IN ADDITION to Slovakia’s historical and natural monuments already inscribed on the UNESCO Heritage List, churches in the Gemer and Abov regions are also preparing for inclusion on the list. One such church is the Annunciation of Our Lady in the municipality of Chyžné (in the district of Revúca) in central Slovakia.

The church in Chyžné dates back to the second half of the 11th century and is decorated with rare late 14th-century frescoes. The interior also contains a late Gothic altar from the workshop of renowned sculptor Master Pavol of Levoča. Near the church lies a wooden 18th-century belfry.
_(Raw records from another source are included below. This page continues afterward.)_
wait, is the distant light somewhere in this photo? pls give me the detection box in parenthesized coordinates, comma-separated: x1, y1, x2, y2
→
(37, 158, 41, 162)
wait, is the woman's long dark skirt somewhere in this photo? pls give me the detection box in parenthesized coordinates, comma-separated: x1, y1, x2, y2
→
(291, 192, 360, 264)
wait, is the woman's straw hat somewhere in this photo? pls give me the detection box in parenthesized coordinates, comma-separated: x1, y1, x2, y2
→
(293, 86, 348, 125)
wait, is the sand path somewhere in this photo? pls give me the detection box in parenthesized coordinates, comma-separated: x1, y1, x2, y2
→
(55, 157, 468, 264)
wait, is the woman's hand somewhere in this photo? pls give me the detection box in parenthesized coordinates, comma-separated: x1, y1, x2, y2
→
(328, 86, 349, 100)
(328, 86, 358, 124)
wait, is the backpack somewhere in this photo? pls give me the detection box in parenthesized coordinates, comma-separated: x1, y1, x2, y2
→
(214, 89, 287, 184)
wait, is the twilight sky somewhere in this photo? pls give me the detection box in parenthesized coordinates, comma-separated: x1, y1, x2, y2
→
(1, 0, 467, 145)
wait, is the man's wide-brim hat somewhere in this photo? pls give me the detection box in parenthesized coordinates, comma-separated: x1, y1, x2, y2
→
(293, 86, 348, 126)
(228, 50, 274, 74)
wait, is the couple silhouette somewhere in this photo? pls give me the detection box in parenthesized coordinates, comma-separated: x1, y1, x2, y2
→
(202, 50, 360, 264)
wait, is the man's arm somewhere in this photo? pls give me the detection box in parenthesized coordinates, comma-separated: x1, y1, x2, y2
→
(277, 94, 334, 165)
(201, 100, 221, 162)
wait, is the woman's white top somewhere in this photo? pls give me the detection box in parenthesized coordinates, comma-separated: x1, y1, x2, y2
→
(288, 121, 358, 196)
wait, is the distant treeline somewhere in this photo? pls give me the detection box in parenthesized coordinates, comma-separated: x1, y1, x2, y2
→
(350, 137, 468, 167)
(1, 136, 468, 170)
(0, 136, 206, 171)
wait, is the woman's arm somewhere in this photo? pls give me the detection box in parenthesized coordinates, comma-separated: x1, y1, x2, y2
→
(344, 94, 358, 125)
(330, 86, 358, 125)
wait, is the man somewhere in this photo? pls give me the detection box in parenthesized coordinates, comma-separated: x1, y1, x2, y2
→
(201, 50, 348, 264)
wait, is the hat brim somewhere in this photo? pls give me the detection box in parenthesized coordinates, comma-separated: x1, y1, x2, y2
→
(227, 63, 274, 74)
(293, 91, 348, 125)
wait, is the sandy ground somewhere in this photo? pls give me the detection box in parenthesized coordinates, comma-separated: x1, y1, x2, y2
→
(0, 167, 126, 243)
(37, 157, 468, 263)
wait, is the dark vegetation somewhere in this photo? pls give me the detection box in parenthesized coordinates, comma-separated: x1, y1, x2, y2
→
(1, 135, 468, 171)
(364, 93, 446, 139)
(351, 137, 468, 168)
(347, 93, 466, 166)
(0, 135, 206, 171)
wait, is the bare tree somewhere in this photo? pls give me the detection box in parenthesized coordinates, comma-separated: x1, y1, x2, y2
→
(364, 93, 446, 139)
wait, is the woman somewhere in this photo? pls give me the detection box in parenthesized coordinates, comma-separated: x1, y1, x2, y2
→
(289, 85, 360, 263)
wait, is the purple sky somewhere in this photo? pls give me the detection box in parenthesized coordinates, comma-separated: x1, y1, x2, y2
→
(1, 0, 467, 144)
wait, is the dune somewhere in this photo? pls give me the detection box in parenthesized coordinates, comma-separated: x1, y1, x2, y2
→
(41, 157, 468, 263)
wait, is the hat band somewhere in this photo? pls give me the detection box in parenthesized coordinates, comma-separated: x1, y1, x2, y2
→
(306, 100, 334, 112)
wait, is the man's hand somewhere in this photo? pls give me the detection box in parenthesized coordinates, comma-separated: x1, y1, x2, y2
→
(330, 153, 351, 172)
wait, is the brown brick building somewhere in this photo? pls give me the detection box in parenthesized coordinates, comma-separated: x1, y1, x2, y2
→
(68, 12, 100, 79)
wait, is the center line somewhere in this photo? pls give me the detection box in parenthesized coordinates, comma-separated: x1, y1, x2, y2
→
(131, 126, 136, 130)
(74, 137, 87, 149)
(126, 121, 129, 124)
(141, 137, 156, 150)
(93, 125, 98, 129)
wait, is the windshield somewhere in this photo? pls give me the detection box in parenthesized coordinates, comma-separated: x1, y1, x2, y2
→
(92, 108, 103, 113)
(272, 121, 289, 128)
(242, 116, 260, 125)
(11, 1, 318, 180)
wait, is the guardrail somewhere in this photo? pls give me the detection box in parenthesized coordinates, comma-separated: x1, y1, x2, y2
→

“All these things are, of course, a magnet for tourists who tend to come mainly during the high season,” Chyžné Mayor Ján Greguš told the TASR newswire. “At the beginning and the end of the school term there is increased interest among students. But the monument is not the property of the municipality [it belongs to the church - ed. note]. Those interested in visiting the church have to call a number that is written on a sign next to the entrance. An elderly lady tends to open the church, but due to her age, she does not guide visitors; instead, she distributes leaflets with basic information in three languages. She usually arrives within 15 minutes.”

Greguš added that the village has a relatively new parson who is currently looking for ways to make visiting the church easier.

The Gemer and Malohont regions’ economic prosperity in the 13th to 15th centuries resulted in medieval wall paintings in 18 local churches. Members of wealthy Gemer families, the Bebeks and the Csetnekys, hired Italian masters to decorate their family churches in Štítnik and Plešivec in Rožňava. The activities of period workshops and individual artists are documented on the walls of smaller countryside churches in Ochtiná, Koceľovce, Rákoš, Chyžné, Roštár, Kameňany, Šivetice, Lipovník and Krásnohorské Podhradie.

Currently, the church in Chyžné is in relatively good condition. Two years ago the roof was reconstructed with shingles resembling the originals.

“The ceiling of the church was also partially heat-insulated,” Greguš told TASR. “In the 1970s, cracks started to appear on the church due to mining. Experts scrutinised them but it is probably alright, as no further intervention has been made.”

He concluded, being inscribed on the UNESCO Heritage List “would surely mean a prestigious thing and it would make people notice our municipality more – but what I would welcome is better cooperation when using this cultural gem”.